The exercises the NATS perform on a daily basis are far more complicated than they seem, each more detailed than the other. The first exercise is profiling their partners and finding out information that was not disclosed previously to them. This activity was so difficult for one trainee that it resulted in him ending his own life. The other tasks the NATS were expected to complete were house raiding and bugging, swimming, grabbing useful clues from a crime scene, and blending into society and taking on a new identity.  Each week a new challenge to help the NATS with future assignments is presented, and all the while we weave in and out of present day issues. Finding Agent Parrish is the most prominent issue right now, as well as trying to find out who may have framed her for this terrorist attack.
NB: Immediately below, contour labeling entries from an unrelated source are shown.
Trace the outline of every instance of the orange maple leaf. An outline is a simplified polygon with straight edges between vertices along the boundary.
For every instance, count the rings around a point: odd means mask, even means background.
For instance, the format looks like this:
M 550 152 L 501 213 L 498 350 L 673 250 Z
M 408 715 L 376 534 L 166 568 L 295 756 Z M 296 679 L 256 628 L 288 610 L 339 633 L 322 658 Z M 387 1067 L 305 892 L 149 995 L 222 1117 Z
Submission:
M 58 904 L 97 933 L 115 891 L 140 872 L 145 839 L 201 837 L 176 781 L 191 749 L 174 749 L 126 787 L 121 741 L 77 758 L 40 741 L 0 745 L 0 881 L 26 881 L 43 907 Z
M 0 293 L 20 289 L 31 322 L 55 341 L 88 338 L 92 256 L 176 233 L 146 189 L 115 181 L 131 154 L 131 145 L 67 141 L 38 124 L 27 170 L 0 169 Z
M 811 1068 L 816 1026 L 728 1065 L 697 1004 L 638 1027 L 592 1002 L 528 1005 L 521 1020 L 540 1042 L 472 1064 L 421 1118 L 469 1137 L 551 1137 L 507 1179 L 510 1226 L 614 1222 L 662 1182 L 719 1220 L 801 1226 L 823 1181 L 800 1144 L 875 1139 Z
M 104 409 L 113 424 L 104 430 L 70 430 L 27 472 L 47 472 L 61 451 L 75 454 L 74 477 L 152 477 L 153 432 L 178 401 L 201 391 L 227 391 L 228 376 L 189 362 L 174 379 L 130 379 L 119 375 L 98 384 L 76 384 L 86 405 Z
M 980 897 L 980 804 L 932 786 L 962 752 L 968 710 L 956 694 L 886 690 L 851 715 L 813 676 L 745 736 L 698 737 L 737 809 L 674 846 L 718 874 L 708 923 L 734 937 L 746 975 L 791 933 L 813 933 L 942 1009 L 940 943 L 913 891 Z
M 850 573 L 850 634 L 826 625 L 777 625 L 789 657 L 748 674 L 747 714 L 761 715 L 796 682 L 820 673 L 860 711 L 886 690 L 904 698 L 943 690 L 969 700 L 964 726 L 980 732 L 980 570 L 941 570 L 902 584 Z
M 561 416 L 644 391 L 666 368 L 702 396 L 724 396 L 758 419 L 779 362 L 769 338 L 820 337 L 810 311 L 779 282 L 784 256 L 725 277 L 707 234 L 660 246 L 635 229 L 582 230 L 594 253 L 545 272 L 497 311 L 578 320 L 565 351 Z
Quantico is riveting, suspenseful, and, in a way, bringing back the water cooler chat that Scandal and Orange is the New Black held onto for years. Week after week it gets even more intricate. This is one fall show that should not be missed. It demands your attention, and if you look away for even one second, you could miss an enormous piece to this exhilarating puzzle. Quantico was a huge leap in the right direction for ABC, and adding it to their Sunday night lineup was a brilliant way to test its waters. Doing so got it a full season pickup and hopefully there will be many more seasons in this wonderful and powerful show’s future to come.